1 files changed, 108 insertions, 0 deletions
diff --git a/man/6/utf b/man/6/utf
new file mode 100644
index 0000000..12832a1
--- /dev/null
+++ b/man/6/utf
@@ -0,0 +1,108 @@
+.TH UTF 6
+.SH NAME
+UTF, Unicode, ASCII, rune \- character set and format
+.SH DESCRIPTION
+The Inferno character set and representation are
+based on the Unicode Standard and on the ISO multibyte
+.SM UTF-8
+encoding (Universal Character
+Set Transformation Format, 8 bits wide).
+The Unicode Standard represents its characters in 21
+bits;
+.SM UTF-8
+represents such
+values in an 8-bit byte stream.
+Throughout this manual,
+.SM UTF-8
+is shortened to
+.SM UTF.
+.PP
+Internally, programs store individual Unicode characters as 32-bit integers,
+of which only 21 bits are currently used.
+Documentation often refers to them as `runes', following Plan 9.
+However, any external manifestation of textual information,
+in files or at the interface between programs, uses the
+machine-independent, byte-stream encoding called
+.SM UTF.
+.PP
+.SM UTF
+is designed so the 7-bit
+.SM ASCII
+set (values hexadecimal 00 to 7F),
+appear only as themselves
+in the encoding.
+Characters with values above 7F appear as sequences of two or more
+bytes with values only from 80 to FF.
+.PP
+The
+.SM UTF
+encoding of the Unicode Standard is backward compatible with
+.SM ASCII\c
+: programs presented only with
+.SM ASCII
+work on Inferno
+even if not written to deal with
+.SM UTF\c
+,
+as do
+programs that deal with uninterpreted byte streams.
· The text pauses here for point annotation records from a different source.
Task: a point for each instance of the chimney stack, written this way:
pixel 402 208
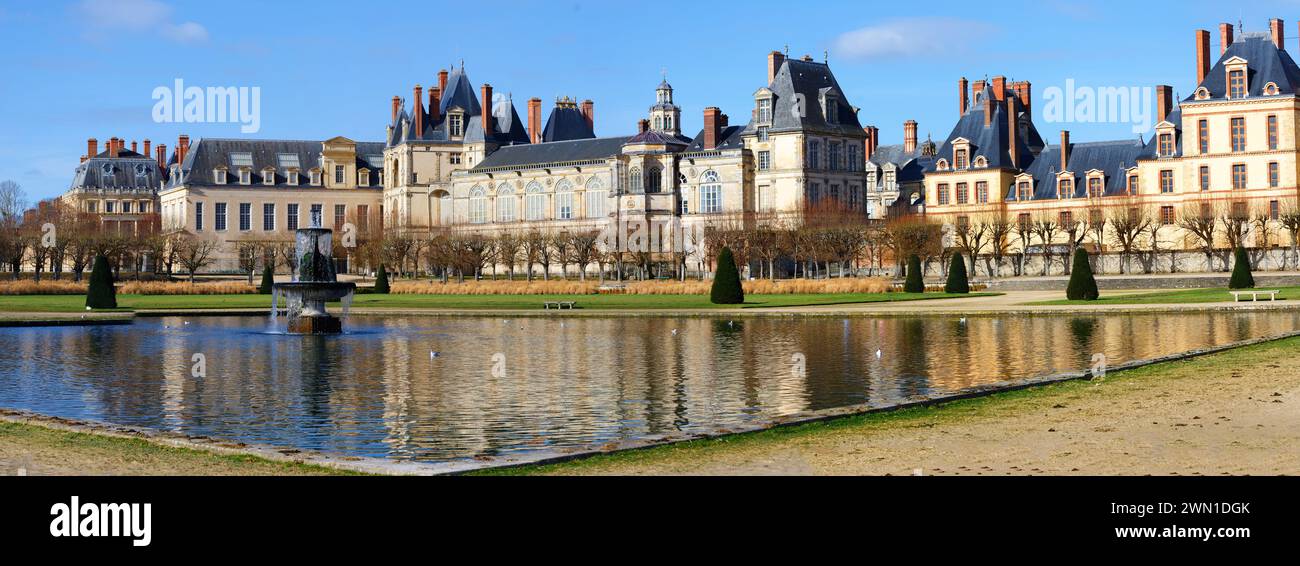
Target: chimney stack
pixel 774 64
pixel 534 120
pixel 488 116
pixel 1164 102
pixel 1065 150
pixel 711 128
pixel 434 106
pixel 963 100
pixel 417 109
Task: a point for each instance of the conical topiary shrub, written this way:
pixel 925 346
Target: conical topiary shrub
pixel 915 283
pixel 381 281
pixel 1242 276
pixel 268 280
pixel 727 289
pixel 957 281
pixel 1083 285
pixel 100 294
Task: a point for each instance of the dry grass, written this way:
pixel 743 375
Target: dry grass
pixel 167 288
pixel 44 288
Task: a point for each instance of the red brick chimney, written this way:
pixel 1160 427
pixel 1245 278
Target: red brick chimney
pixel 711 128
pixel 434 106
pixel 1203 55
pixel 486 104
pixel 963 96
pixel 1164 102
pixel 1065 150
pixel 774 64
pixel 417 111
pixel 534 120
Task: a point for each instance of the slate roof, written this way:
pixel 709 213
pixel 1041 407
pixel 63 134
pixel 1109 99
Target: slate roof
pixel 809 80
pixel 1265 63
pixel 553 152
pixel 207 154
pixel 564 124
pixel 1112 158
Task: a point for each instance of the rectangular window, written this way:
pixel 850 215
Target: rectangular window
pixel 1238 134
pixel 221 217
pixel 268 217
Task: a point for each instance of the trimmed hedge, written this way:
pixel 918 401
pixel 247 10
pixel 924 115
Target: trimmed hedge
pixel 727 289
pixel 1083 285
pixel 957 280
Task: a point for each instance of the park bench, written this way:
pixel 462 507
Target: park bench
pixel 1255 294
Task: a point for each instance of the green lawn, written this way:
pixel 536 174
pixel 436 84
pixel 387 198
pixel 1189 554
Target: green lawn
pixel 1171 297
pixel 73 303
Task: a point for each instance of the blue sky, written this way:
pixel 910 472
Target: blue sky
pixel 79 69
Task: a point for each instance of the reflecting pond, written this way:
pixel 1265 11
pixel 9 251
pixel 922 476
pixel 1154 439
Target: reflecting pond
pixel 505 385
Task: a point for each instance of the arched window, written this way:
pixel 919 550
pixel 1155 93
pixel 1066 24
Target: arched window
pixel 534 202
pixel 654 180
pixel 505 203
pixel 477 206
pixel 596 198
pixel 564 201
pixel 635 181
pixel 710 193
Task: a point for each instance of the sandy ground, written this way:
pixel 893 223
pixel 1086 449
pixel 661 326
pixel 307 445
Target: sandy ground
pixel 1235 413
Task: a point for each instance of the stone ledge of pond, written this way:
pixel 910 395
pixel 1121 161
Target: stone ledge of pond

+However, programs that perform semantic processing on
+characters must convert from
+.SM UTF
+to runes
+in order to work properly with non-\c
+.SM ASCII
+input.
+Normally, all necessary conversions are done by the Limbo compiler
+and execution envirnoment, when converting between
+.B "array of byte"
+and
+.B "string" ,
+but sometimes more is needed, such
+as when a program receives
+.SM UTF
+input one byte at a time;
+see
+.IR sys-byte2char (2)
+for routines to handle such processing.
+.PP
+Letting numbers be binary,
+a rune x is converted to a multibyte
+.SM UTF
+sequence
+as follows:
+.PP
+01.   x in [000000.00000000.0bbbbbbb] → 0bbbbbbb
+.br
+10.   x in [000000.00000bbb.bbbbbbbb] → 110bbbbb, 10bbbbbb
+.br
+11.   x in [000000.bbbbbbbb.bbbbbbbb] → 1110bbbb, 10bbbbbb, 10bbbbbb
+.br
+100. x in [bbbbbb.bbbbbbbb.bbbbbbbb] → 1110bbbb, 10bbbbbb, 10bbbbbb, 10bbbbbb
+.br
+.PP
+.PP
+Conversion 01 provides a one-byte sequence that spans the
+.SM ASCII
+character set in a compatible way.
+Conversions 10, 11 and 100 represent higher-valued characters
+as sequences of two, three or four bytes with the high bit set.
+Inferno does not support the 5 and 6 byte sequences proposed by X-Open.
+When there are multiple ways to encode a value, for example rune 0,
+the shortest encoding is used.
+.PP
+In the inverse mapping,
+any sequence except those described above
+is incorrect and is converted to the rune hexadecimal FFFD.
+.SH FILES
+.TF "/lib/unicode "
+.TP
+.B /lib/unicode
+table of characters and descriptions, suitable for
+.IR look (1).
+.SH "SEE ALSO"
+.IR ascii (1),
+.IR tcs (1),
+.IR sys-byte2char (2),
+.IR keyboard (6), 
+.IR "The Unicode Standard" .